Thankfully, like I said, I was not alone. Another user on the bug tracker who had the issue was able to perform a successful bisection of the kernel, and determined the offending commit. As luck would have it, the code changes related to the EFI stub and the kernel’s interaction with the system EFI firmware, specifically the code responsible for decompressing the kernel image into memory. The users on the bug tracker also surmised that the problem had to do with where the kernel was getting loaded into memory, and wrote up a few patches to display some useful debug information regarding that.
The Linux kernel, in version four point something, had support for KASLR merged. KASLR, or Kernel Address Space Layout Randomization, is a functionality that makes it harder for hackers to call a kernel function with a known address or offset by loading the kernel into a random physical address with each boot. ASLR, Address Space Layout Randomization, already randomizes virtual address space layouts for user space applications, but it’s performed optionally for the kernel as well. One person on the forum suggested that KASLR was the issue with the boot failures, and since the boot hang was occurring randomly, I had a feeling that they were right. Disabling KASLR through the kernel command line arguments, I confirmed that the latest kernel (6.6.5 at the time) booted four out of four times. Re-enabling KASLR, it hung on the first boot. So there was our culprit. Everyone else confirmed that KASLR being turned off would resolve the hang.
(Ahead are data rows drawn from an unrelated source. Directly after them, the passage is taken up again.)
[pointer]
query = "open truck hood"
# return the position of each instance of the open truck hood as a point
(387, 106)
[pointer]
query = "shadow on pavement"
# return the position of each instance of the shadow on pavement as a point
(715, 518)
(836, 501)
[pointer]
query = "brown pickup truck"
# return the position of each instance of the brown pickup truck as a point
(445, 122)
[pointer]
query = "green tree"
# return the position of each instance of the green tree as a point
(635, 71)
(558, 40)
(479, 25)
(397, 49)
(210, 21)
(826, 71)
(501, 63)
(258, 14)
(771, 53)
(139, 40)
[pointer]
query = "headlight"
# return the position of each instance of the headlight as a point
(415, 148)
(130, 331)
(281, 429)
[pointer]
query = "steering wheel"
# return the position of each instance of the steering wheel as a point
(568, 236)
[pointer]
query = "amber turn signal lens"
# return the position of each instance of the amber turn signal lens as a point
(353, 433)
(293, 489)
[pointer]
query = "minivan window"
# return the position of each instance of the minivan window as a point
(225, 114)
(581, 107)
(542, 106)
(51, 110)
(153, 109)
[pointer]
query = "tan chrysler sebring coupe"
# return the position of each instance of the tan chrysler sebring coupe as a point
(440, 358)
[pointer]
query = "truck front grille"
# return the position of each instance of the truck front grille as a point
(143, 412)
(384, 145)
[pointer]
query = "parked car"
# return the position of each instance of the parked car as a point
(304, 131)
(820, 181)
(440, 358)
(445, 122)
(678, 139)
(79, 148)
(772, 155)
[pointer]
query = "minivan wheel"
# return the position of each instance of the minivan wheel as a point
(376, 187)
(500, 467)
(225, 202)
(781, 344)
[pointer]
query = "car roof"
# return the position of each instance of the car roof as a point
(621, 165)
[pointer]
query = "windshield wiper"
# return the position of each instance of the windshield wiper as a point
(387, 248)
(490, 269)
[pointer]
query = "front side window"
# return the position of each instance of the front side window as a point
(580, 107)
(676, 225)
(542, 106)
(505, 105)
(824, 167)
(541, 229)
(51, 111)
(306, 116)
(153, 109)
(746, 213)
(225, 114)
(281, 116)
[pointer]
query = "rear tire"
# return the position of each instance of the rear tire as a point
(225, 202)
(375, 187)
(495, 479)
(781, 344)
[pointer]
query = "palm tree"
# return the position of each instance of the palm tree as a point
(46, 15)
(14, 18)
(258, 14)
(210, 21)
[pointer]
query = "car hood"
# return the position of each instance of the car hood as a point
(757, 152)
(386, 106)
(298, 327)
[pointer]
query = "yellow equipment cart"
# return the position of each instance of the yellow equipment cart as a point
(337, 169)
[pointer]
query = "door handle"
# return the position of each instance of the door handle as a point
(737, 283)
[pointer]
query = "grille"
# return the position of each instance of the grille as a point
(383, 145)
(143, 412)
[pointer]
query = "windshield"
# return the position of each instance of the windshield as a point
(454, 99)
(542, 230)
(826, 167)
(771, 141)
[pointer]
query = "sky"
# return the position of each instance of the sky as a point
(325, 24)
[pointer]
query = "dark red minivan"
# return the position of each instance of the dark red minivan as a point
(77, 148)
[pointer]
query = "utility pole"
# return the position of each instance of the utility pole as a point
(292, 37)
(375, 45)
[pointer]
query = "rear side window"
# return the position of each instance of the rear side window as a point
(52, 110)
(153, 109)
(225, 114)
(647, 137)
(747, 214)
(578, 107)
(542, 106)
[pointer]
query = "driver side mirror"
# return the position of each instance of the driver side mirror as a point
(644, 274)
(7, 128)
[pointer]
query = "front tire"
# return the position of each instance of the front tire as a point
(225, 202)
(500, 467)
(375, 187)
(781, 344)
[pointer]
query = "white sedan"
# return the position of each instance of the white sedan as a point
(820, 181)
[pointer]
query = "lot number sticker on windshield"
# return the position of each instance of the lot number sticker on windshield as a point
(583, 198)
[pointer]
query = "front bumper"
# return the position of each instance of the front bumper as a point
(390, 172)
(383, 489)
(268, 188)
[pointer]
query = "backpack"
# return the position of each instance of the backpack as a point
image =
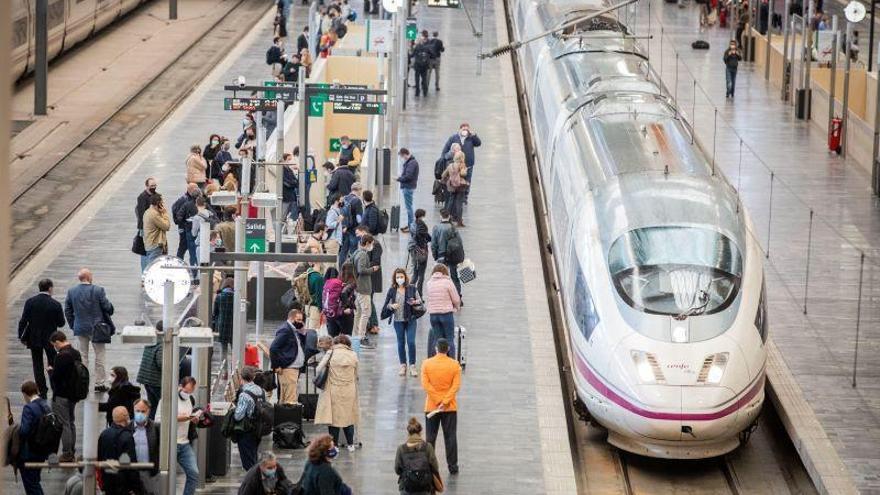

It was brought up that the Arch wiki had a short note about buggy Dell EFI firmware, which linked to a single patch diff in the 5.10-5.11 kernel update. The EFI firmware from Dell is really fucked up, and hands off more information than it needs to to the kernel, which results in some problems without custom handling code or a specialized EFI shim. That code got merged in the 5.11 update, like I mentioned, and at that time I was using BIOS to boot my laptop so I never noticed the issue.
So at long last, a patch was posted to the bug tracker, wherein it would detect older versions of EFI firmware and disable KASLR accordingly by setting the randomization seed to zero. I recompiled the kernel with the patch, and the system booted without issue three out of three times. I was ecstatic, obviously. The patch subsequently got merged into Linux v6.7-rc6, and was mainlined into Linux v6.7 soon after. I’m so happy I got to contribute to the project, even if it was as simple as reporting a bug and doing some quick testing.
Such are the joys of owning a clunker craptop from 2012. Hope you enjoyed the story of my first contribution to the Kernel Project. I don’t know how many people are going to benefit from this patch, but I hope that it’s gonna be more than just me.